Although I like movie trailers as much as anyone, I rarely feel like sitting through a whole one when I am in the middle of reading an article. And since the name of the movie doesn’t appear until the end, I never know which film all the exciting action was meant to promote.

The boost in awareness for this consumer: zilch.

It doesn’t have to be this way. If these ads were developed according to some basic online advertising best practices, they could be a lot more effective.

How about letting people know what the product is before the ad fully runs? Because people tend to only glance at most online advertisements (a claim that is substantiated by eye-tracking studies), research suggests that brand names and logos should be constantly present to optimize effectiveness.

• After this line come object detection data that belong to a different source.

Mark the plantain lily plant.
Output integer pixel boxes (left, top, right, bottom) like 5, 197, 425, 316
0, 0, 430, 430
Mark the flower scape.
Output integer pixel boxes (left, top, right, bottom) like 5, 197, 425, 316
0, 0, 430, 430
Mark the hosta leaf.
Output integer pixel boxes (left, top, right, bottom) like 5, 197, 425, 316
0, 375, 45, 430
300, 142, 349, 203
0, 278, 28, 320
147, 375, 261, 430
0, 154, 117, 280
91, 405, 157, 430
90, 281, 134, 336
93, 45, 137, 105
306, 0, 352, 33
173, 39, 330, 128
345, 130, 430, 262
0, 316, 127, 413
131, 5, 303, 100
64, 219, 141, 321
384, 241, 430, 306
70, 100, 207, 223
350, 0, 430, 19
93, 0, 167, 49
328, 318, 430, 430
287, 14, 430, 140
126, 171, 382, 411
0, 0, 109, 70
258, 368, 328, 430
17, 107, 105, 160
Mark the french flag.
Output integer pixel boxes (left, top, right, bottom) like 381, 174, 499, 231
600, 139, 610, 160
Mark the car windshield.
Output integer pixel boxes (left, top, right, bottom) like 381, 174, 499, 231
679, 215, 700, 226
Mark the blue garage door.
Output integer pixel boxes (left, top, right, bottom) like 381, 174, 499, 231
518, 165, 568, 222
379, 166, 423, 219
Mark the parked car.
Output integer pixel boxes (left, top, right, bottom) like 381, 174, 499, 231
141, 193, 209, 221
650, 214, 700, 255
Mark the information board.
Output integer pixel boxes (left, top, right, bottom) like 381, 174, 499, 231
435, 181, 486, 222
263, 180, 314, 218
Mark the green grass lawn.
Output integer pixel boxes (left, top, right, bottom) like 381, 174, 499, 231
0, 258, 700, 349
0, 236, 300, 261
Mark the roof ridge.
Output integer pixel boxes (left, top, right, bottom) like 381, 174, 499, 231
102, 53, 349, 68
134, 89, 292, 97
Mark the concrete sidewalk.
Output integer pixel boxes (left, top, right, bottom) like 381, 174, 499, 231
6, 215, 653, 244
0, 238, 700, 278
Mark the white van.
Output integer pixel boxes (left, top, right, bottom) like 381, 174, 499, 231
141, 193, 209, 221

Dynamic Logic has found that when a logo is constantly displayed in an ad, branding effectiveness doubles. When that study came out, most ads on the Web were animated GIFs, usually in a 6-10 second loop. My guess is that persistently displaying a logo on a longer ad would boost branding effectiveness even more.

I’m not suggesting that the trailers need to be overhauled. But advertisers using video ads can make some simple adjustments. Embedding the product name (or movie title) in simple HTML below the streaming ad would allow viewers to make the connection between the message and the product, even if they don’t see the ad through to the end.

As Web advertising technology improves and broadband access slowly spreads, the temptation to put TV ads on the Web will grow. Though such a tactic might provide the richness that advertisers crave, the ads won’t be maximally effective until advertisers take some simple steps to adapt their ads to the unique environment of the Internet.